The CIC moto: ‘social transformation from below through self-management, self-organization and networking

In view of its radical character, it is not surprising that the CIC has attracted the attention of the popular and radical press, which praise it as a promising prototype of the counter-structures that the so-called milieu of the social and solidarity economy is building in contravention of the dominant economic system.[2] Unfortunately, these reports, though interesting, have a serious limitation: they do not go into much depth in their description of the CIC and therefore do not provide a thorough overview of its activities and mode of organization. In consideration, however, of the possibility that CIC’s cooperative model holds lessons that extend well beyond the Catalan context, my colleagues from the P2P Foundation/Commons Transition and I could not help feeling that the case of the CIC merits further study to elucidate the way it is organized. With that in mind, we decided to contact the CIC with the purpose of organizing a ‘field-trip’ in Catalonia in order to study the cooperative close up. In this way, a few months later in March 2016 we came to Catalonia to carry out a field-study, whose findings are documented in the pages of this report.  This report is based on a field-research of an ethnographic character, using the method of participant observation from March until May 2016.

The CIC is without doubt an unconventional cooperative. It was created in the age of crisis by Catalan activists as an antisystemic strategy for the development of counter-structures from the bottom up.
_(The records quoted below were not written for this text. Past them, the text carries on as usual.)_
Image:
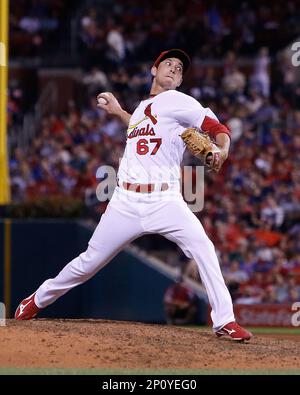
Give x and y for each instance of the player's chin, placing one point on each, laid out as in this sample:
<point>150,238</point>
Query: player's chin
<point>169,83</point>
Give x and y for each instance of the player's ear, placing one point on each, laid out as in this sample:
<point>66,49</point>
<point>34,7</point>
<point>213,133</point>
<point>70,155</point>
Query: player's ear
<point>153,71</point>
<point>180,82</point>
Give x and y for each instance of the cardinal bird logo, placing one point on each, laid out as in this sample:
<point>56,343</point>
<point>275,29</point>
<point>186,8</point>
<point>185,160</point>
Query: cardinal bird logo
<point>148,114</point>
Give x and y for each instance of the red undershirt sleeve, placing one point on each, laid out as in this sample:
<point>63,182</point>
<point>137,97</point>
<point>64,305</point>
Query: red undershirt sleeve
<point>213,127</point>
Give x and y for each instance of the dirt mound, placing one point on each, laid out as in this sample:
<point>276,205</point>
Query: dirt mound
<point>114,344</point>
One would have to look very hard to find another cooperative, whose primary goal is not the provision of some service to its members, but the ‘creative destruction’ of the capitalist system.

The organizational core of the CIC is made up of ten committees, which cover a wide spectrum of activities. About half of them deal with the internal management and operation of the cooperative, while the rest focus on the provision of services and ‘tools’ as diverse as (a) legal assistance, (b) organizing the logistics in a Catalan-wide network of pantries run by local consumer groups, (c) providing funding (through CASX) to projects animated by the same ideological principles and (d) making tools and machines adapted to the needs of the productive projects in CIC’s network (like the agricultural tools for small farmers that have been developed by the XCTIT).

An interesting element in the organizational canvas of the CIC are the autonomous projects it collaborates with. Although they are characterized by varying degrees of managerial autonomy, what is particularly important about them is the fact that they form a local network of productive projects animated by the same principles and values as the CIC, with which they collaborate in the context of the empowerment of the local cooperative economy.

Alongside these autonomous projects, the economic and territorial network of the CIC encompasses a vibrant ecosystem of local exchange groups which are active in Catalonia. Based on direct exchange and the use of alternative community currencies, the way in which this ecosystem operates represents the model of the autonomous public market envisioned by the CIC as a means of satisfying the needs of the local community. That is, in short, the model proposed by the CIC for the transition to a post-capitalist economy: a local cooperative economy made up of a network of autonomous productive projects with common principles, which, in collaboration with local consumer groups and exchange networks, is able to provide the members of the community with the goods they need.